See the TRANSACTION 16B04, ACTIVE 62863 sec? This transaction has stalled and been alive for a long time. While the querying is running, and waiting, it looks like this:

1
2
3
4
5
6
7
8
9
10
11
12
13
14
15
16
17
18
19
20
21
22
23
24
25
26
27
28
29
30
31
32
33
34
35
36
37
38
39
40
41
42
43
44
45
46
47
48
.
------------
TRANSACTIONS
------------
Trx id counter 16B0D
Purge done for trx's n:o < 16B04 undo n:o < 0
History list length 2530
LIST OF TRANSACTIONS FOR EACH SESSION:
---TRANSACTION 0, not started
MySQL thread id 2, query id 339 localhost root
show engine innodb status
---TRANSACTION 16B06, not started
MySQL thread id 7, query id 250 localhost root
---TRANSACTION 16B0C, ACTIVE 11 sec starting index read
mysql tables in use 1, locked 1
LOCK WAIT 2 lock struct(s), heap size 376, 1 row lock(s)
MySQL thread id 1, query id 333 localhost 127.0.0.1 root Updating
UPDATE `users` SET `last_sign_in_at` = '2012-01-04 15:25:42', `current_sign_in_at` = '2012-01-04 15:25:42', `last_sign_in_ip` = '127.0.0.1', `current_sign_in_ip` = '127.0.0.1', `sign_in_count` = 1, `updated_at` = '2012-01-04 15:25:42' WHERE `users`.`id` = 112
Trx read view will not see trx with id >= 16B0D, sees < 16B04
------- TRX HAS BEEN WAITING 11 SEC FOR THIS LOCK TO BE GRANTED:
RECORD LOCKS space id 0 page no 462 n bits 168 index `PRIMARY` of table `myapp`.`users` trx id 16B0C lock_mode X locks rec but not gap waiting
Record lock, heap no 98 PHYSICAL RECORD: n_fields 18; compact format; info bits 32
 0: len 4; hex 80000070; asc    p;;
 1: len 6; hex 000000016b04; asc     k ;;
 2: len 7; hex 04000002291e44; asc     ) D;;
 3: len 16; hex 75736572406578616d706c652e636f6d; asc user@example.com;;
 4: len 30; hex 243261243034247036376c426b7032726e6148384471747635744b654f75; asc $2a$04$p67lBkp2rnaH8Dqtv5tKeOu; (total 60 bytes);
 5: SQL NULL;
 6: SQL NULL;
 7: SQL NULL;
 8: len 4; hex 80000000; asc     ;;
 9: SQL NULL;
 10: SQL NULL;
 11: SQL NULL;
 12: SQL NULL;
 13: SQL NULL;
 14: len 8; hex 8000124c939ad602; asc    L    ;;
 15: SQL NULL;
 16: len 8; hex 8000124c939ad602; asc    L    ;;
 17: len 8; hex 8000124c939ad602; asc    L    ;;

------------------
---TRANSACTION 16B04, ACTIVE 63275 sec
11 lock struct(s), heap size 1248, 12 row lock(s), undo log entries 10
MySQL thread id 6, query id 249 localhost root
Trx read view will not see trx with id >= 16B05, sees < 16B05

.

Notice the “Trx read view will not see trx with id >= 16B0D, sees < 16B04” which gives the transaction (16B04) we are waiting on.

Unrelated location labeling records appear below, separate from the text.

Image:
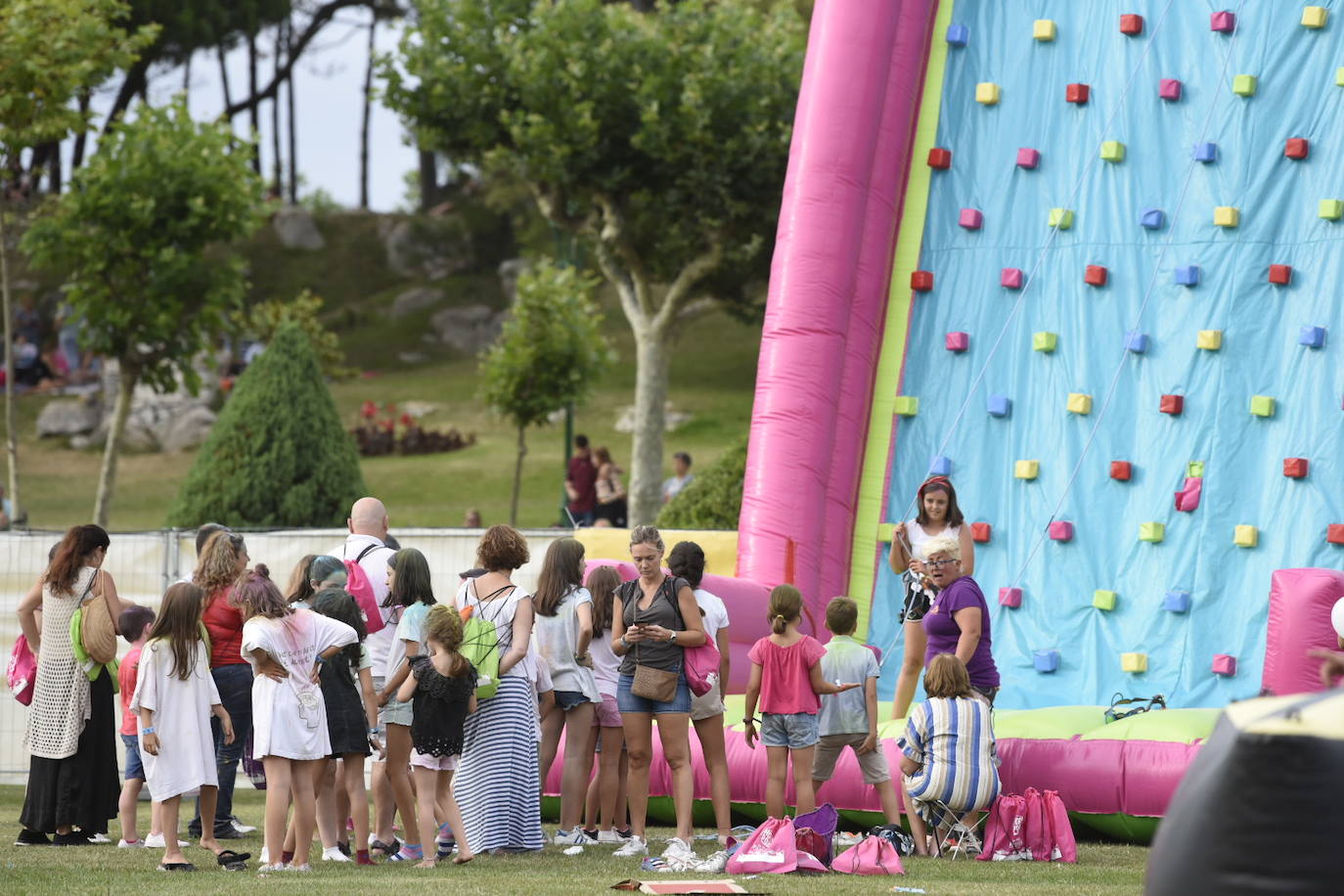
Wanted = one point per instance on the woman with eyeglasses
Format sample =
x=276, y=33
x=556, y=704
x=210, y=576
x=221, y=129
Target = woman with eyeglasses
x=959, y=619
x=935, y=515
x=221, y=561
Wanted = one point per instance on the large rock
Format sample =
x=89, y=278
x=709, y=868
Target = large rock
x=428, y=247
x=295, y=229
x=470, y=328
x=414, y=299
x=68, y=417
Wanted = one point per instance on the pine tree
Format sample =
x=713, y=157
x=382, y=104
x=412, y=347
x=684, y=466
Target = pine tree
x=277, y=456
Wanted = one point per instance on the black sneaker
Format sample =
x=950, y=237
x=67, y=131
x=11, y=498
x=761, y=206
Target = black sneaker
x=31, y=838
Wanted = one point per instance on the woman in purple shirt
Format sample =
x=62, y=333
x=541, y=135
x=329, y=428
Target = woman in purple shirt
x=959, y=619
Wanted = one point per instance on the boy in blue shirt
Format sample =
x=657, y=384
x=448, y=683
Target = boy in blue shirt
x=851, y=719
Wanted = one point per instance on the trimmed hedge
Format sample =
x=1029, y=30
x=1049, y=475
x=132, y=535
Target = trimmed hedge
x=279, y=454
x=714, y=497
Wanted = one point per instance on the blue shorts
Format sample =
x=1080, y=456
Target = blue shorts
x=135, y=769
x=626, y=701
x=794, y=730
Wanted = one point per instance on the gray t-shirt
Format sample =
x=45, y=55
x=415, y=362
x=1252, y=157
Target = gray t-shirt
x=664, y=612
x=845, y=713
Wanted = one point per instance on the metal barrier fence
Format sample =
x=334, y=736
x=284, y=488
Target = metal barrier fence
x=146, y=563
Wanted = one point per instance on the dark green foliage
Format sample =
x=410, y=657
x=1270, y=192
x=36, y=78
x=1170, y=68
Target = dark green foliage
x=277, y=456
x=714, y=497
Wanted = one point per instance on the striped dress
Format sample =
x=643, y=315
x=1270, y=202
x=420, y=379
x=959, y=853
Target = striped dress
x=496, y=784
x=955, y=741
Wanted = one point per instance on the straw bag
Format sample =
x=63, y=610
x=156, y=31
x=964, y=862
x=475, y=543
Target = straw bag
x=97, y=630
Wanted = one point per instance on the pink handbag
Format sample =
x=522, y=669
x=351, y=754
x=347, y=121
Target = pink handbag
x=1063, y=846
x=873, y=856
x=701, y=668
x=22, y=672
x=770, y=849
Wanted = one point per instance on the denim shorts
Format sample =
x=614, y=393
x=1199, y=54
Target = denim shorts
x=135, y=769
x=793, y=730
x=629, y=702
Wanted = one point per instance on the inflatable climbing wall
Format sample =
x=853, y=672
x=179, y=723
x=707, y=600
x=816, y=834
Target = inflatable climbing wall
x=1113, y=236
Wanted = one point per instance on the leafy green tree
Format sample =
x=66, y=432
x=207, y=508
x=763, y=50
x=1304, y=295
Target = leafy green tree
x=660, y=139
x=50, y=53
x=141, y=241
x=263, y=320
x=547, y=356
x=714, y=497
x=279, y=454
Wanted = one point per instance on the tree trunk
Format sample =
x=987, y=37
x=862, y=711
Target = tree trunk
x=251, y=90
x=652, y=366
x=517, y=474
x=82, y=137
x=369, y=111
x=128, y=375
x=11, y=439
x=276, y=162
x=223, y=75
x=293, y=125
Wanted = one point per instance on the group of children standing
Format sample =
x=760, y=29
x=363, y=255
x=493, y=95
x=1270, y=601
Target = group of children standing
x=313, y=702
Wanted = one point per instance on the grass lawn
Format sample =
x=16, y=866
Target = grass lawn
x=712, y=379
x=1102, y=868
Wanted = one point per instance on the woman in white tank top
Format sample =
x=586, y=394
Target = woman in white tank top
x=937, y=515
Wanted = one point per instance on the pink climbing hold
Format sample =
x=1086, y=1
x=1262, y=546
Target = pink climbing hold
x=1188, y=497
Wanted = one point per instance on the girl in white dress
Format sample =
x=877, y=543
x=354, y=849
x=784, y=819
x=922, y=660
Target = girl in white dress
x=937, y=515
x=285, y=647
x=175, y=696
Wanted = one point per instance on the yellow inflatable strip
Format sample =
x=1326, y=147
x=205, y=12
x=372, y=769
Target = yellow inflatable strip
x=895, y=332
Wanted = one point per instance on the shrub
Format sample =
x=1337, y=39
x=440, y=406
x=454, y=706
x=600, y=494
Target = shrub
x=277, y=456
x=714, y=497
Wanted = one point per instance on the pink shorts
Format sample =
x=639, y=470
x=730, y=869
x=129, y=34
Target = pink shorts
x=607, y=715
x=433, y=763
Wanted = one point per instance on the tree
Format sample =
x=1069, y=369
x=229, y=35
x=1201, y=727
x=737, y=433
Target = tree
x=263, y=320
x=661, y=139
x=547, y=356
x=141, y=240
x=51, y=54
x=279, y=454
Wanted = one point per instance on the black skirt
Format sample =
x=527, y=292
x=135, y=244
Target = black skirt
x=345, y=720
x=79, y=790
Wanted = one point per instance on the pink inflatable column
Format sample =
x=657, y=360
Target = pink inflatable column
x=832, y=251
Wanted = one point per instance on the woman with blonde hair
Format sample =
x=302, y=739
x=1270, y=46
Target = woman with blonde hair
x=948, y=751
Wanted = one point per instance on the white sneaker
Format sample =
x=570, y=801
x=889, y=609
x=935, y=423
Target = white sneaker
x=678, y=848
x=158, y=841
x=571, y=838
x=633, y=846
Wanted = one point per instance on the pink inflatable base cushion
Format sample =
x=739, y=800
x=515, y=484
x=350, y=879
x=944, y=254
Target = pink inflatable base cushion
x=1300, y=604
x=746, y=604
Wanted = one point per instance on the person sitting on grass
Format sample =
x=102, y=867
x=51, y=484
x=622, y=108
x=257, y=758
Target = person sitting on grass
x=948, y=752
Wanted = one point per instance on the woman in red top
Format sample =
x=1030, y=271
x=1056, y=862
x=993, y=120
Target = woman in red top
x=222, y=560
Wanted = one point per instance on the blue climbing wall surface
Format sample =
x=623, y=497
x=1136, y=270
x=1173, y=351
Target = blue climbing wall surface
x=1243, y=484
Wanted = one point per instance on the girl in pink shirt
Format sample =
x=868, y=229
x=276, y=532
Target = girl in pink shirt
x=786, y=680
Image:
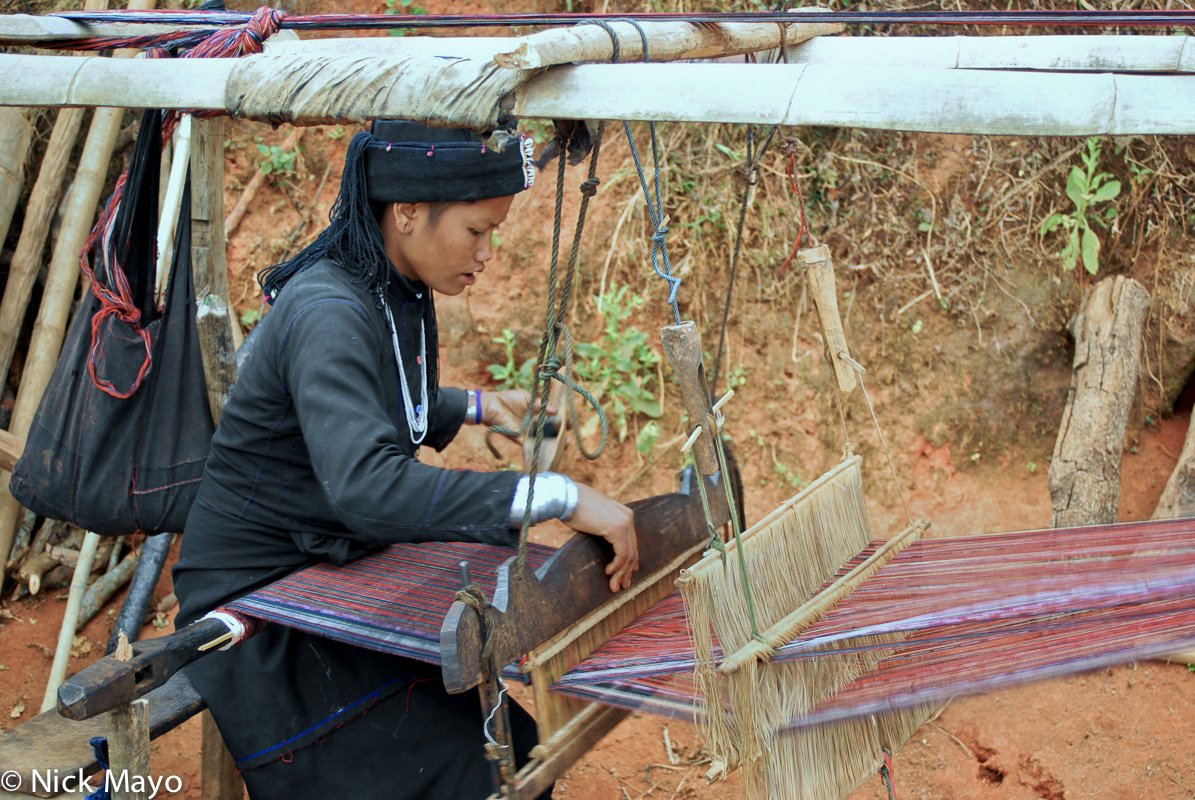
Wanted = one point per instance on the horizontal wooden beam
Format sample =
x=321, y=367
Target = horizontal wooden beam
x=326, y=89
x=1060, y=53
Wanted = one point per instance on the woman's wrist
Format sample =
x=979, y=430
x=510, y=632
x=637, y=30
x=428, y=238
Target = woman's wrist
x=473, y=407
x=555, y=498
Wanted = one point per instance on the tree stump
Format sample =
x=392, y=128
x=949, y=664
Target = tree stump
x=1084, y=475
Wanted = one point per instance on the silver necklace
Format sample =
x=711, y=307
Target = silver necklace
x=416, y=414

To remedy the situation you can see the active processes in the engine with SHOW PROCESSLIST:

1
2
3
4
5
6
7
8
9
10
11
mysql> show processlist;
+----+------+-----------------+---------------+---------+-------+-------+------------------+
| Id | User | Host            | db            | Command | Time  | State | Info             |
+----+------+-----------------+---------------+---------+-------+-------+------------------+
|  1 | root | localhost:49172 | myapp         | Sleep   |   441 |       | NULL             |
|  2 | root | localhost       | myapp         | Query   |     0 | NULL  | show processlist |
|  5 | root | localhost:49675 | myapp         | Sleep   | 63876 |       | NULL             |
|  6 | root | localhost       | myapp         | Sleep   | 63703 |       | NULL             |
|  7 | root | localhost       | myapp         | Sleep   | 63703 |       | NULL             |
+----+------+-----------------+---------------+---------+-------+-------+------------------+
5 rows in set (0.00 sec)

KILL can then be used to stop any stalled transactions.

1
2
mysql> kill 6;
Query OK, 0 rows affected (0.00 sec)

innotop also appeared useful but I didn’t end up needing it.